Not so easy to spot but more disturbing to me than the things I saw at Ocracoke were the things that I did not see. This included a number of old familiar faces --“Hoagie” Hoggard, Fowler O'Neal, Roy Parsons, Muzel Bryant, among others. It also included some of the island residents I loved the most--the green tree frogs and Fowlers toads. I was not the only one to notice their absence. Several of my friends expressed their concern. The green and brown anoles still scamper along fences, however, the fiddler crabs still gather in the mud flats, and the pelicans still swoop in formation above the ocean waves.

Starting a new job at Tradewinds Tackle, an old island institution, helps make me feel more grounded, as did starting back at my old job writing for Irene Nolan, editor of the Island Free Press.

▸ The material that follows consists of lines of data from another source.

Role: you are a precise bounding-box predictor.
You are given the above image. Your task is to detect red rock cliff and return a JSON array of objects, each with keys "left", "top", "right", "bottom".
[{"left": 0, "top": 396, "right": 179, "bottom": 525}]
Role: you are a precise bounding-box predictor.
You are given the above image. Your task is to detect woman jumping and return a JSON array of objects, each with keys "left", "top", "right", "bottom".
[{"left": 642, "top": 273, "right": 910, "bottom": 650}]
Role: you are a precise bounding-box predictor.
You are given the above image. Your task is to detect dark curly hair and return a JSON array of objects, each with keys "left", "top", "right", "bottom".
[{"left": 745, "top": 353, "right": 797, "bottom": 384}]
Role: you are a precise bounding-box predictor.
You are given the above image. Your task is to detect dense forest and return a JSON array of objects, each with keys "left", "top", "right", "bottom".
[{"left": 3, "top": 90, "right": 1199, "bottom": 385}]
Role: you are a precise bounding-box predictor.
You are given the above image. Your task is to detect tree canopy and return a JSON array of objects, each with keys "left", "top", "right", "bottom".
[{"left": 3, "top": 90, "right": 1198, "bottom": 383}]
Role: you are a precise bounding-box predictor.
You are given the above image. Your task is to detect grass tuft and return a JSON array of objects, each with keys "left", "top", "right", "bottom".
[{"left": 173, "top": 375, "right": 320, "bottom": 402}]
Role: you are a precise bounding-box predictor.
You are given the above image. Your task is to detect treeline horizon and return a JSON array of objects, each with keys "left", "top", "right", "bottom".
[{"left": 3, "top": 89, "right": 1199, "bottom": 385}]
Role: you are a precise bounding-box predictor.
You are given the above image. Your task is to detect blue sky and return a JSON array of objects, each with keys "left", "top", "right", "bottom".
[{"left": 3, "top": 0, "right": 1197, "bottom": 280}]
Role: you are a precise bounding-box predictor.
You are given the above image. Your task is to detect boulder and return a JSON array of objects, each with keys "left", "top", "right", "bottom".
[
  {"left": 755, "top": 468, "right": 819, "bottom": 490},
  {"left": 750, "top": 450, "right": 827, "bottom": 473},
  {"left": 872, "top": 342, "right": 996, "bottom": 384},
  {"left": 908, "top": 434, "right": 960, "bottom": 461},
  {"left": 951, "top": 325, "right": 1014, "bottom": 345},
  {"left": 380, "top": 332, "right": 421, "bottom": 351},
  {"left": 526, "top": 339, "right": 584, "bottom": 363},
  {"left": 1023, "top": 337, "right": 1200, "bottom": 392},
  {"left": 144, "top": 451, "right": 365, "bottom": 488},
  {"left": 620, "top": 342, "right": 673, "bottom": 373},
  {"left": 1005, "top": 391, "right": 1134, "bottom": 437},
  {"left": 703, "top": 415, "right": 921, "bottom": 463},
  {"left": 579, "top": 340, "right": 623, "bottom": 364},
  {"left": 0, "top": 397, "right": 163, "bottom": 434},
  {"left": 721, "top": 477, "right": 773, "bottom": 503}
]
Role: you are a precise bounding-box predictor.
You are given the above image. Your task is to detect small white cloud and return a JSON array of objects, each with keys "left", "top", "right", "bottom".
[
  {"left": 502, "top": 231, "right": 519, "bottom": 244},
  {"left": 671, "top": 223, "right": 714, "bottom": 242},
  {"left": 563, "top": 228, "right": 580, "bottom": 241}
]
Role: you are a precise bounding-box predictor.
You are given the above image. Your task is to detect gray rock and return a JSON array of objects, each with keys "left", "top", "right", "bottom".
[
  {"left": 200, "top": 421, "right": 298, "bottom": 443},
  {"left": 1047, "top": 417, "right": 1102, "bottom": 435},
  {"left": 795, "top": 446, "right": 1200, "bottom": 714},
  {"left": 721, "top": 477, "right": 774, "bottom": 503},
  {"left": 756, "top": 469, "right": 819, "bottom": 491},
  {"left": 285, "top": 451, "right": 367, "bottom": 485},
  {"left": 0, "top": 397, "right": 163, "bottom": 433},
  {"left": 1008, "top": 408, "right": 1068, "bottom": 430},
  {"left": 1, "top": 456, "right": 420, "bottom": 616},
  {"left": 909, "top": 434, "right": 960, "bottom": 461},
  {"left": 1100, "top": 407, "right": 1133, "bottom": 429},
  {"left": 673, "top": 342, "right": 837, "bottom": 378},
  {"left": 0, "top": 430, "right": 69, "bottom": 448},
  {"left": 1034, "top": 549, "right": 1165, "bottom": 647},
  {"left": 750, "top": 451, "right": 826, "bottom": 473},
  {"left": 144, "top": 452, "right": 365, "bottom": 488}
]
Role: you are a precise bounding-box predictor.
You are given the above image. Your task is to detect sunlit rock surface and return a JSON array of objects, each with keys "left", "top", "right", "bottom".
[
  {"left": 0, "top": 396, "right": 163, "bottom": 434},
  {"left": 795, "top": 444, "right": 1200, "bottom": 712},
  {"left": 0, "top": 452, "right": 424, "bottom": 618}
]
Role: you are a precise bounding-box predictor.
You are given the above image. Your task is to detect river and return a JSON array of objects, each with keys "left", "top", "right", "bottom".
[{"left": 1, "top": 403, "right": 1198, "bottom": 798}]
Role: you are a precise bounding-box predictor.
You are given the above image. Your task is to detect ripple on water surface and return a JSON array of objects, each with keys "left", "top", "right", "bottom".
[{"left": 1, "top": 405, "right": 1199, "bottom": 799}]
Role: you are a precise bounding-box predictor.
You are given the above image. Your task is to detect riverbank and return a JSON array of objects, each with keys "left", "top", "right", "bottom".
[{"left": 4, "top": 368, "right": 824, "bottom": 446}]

It was an unexpected greeting from an old acquaintance, however, that really made me feel that I was home.

It happened just a few days ago, in late October, when I opened my gate to take my dogs for a walk. There, standing just a few feet away, was Sir-Poop-a-lot, the cormorant I had rescued three years before.

For those of you who read my earlier articles may remember that the injured cormorant had, after I released it, continued to come back, following me on my bicycle and waiting hopefully at my gate.

Sir-Poop-a-Lot, named by my friend Leonard for obvious reasons, having just migrated south for the winter, had stopped by for a visit -- or more likely a fish handout.

 I was tempted to give him one of the fillets of spot I was planning for dinner, but my better judgment and my training as a wildlife rehabilitator convinced me otherwise. I ignored him, hoping he would fly back to his feathered friends, and eventually he did.

Still, it was great to have him stop by. It let me know that I was home.